City Council on March 17 discussed changes in how new sidewalk projects will be prioritized in the 2016 budget.

“What I care about is a good public policy that allows us to prioritize and build projects that get people from where they are to where they want to be, and also addresses safety issues,” said City Councilman Andy Bauman.

Under the new model, potential new sidewalks in capital improvements programs would be scored on a 50-point scale, taking into consideration factors like right-of-way availability, anticipated utility relocations, constructability, pedestrian activity, type of road and whether the project would close a gap. New factors this year would be proximity to parks and schools, and project cost.

For 2015, the city budgeted $925,000 for sidewalks.

Jason White with the Chastain Park Civic Association said that he thought cost was too much of a factor, and that would cause the city to “build sidewalks where it’s cheap, not where people will want them.”

But Mayor Rusty Paul later said that cost has to be a factor. “If there’s a project out there that we don’t have enough money in the budget for, the six of you can change the budget,” he told the council.

Council members were also concerned there was not enough emphasis on safety in the scoring model.

“Where do we talk about safety?” asked Councilman John Paulson. “It doesn’t jump out at me.”

City Manager John McDonough replied, “Safety is implied. . . . The reason we build sidewalks is it’s a safe way to move up and down the road.”

Paul said he and the council would like some recognition that safety was a factor in the plan. City staff members agreed to clarify that safety would be a priority.

City Councilman Ken Dishman said that he was comfortable with the overall plan, which “addresses the feasibility of projects. We can always adjust it as we go.”

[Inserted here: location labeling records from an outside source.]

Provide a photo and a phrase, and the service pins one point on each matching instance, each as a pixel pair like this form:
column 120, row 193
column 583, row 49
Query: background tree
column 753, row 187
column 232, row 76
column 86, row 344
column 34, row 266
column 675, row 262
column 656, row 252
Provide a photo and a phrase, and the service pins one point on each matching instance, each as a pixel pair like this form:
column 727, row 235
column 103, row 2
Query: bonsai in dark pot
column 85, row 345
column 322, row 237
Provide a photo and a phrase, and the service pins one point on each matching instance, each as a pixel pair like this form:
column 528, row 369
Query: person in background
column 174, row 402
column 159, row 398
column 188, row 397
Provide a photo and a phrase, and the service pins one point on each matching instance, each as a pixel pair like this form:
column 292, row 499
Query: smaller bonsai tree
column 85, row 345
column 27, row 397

Sandy Springs approves, defers, denies zoning requests

The city of Sandy Springs on March 17 approved a request to rezone 5996 Lake Forrest Drive from a single-family district to allow for 10 townhomes.

Resident Jeff Mitchell said neighbors supported the proposal since the developer listened to their concerns, resulting in a lower density and not encroaching on a stream buffer.

Meanwhile, the council agreed to defer a request to rezone 5575 Glenridge Connector to construct a 10,000-square-foot restaurant and a 299,999-square-foot office building with a use permit to exceed the district height.

The council also denied a request to rezone 4920 High Point Road to allow for two lots.